The humble egg sandwich. It is often remembered less than fondly as the nightmare packed lunch on school trips. Some poor little blighter’s mum had packed them the smelliest, most pungent egg butties, and no sooner than was one corner of the unfortunate lunch lifted box would the cry go up ‘Aaarrrrgghhhh! Who’s got egg?!’
But there is a lot more to an egg sandwich than grey hard boiled eggs, mixed with cheap mayonnaise and slathered onto white sliced bread. The ingredients by themselves all the have the potential to be delicious or dire – it really depends what you use.
Recipe for the perfect egg, mayonnaise and cress sandwich
2 slices seeded batch wholemeal bread (Sainsbury’s Taste the Difference is used here)
2 free range, organic eggs
3 tbsp French mayonnaise
organic cress
salt & pepper to taste
organic butter (optional)
Boil the eggs for 10 minutes, then remove from the water and run under cold water – this prevents them from continuing to cook and from the yolks from turning grey.

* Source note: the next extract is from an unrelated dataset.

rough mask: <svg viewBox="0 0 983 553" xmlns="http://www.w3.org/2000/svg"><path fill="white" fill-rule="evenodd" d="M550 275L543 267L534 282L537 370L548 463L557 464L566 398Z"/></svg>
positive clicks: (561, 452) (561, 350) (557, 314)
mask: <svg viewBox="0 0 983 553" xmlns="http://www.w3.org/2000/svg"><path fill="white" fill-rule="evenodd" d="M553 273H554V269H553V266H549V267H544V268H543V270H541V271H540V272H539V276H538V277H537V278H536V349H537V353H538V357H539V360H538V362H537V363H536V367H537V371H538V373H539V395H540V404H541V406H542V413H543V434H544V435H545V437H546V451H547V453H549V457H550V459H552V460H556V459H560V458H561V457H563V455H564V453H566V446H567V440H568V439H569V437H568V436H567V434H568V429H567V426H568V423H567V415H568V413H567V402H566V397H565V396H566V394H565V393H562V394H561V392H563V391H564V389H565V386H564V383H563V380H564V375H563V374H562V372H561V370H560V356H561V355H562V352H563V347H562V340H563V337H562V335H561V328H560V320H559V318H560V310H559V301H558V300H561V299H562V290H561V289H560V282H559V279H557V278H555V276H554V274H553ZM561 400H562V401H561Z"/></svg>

When they are cool, peel and slice them in two directions in an egg slicer, to give you thin strips. Add them to a small bowl with the mayonnaise, salt and pepper and carefully fold until all is combined.
Butter the two slices of bread if you wish, then carefully spread the mixture onto one slice. Top this with carefully chopped cress, which might need pressing down gently.
Then spread another layer of egg on the other slice, and then sandwich both slices together.
Cut diagonally and serve immediately.
I use French mayonnaise because it has a stronger flavour that really brings out the flavour of the eggs. The cress also adds a tangy dimension of its own. The bread is not just there to hold it all together – if you choose a really good quality, brown seedy loaf it will bring all the other flavours together too.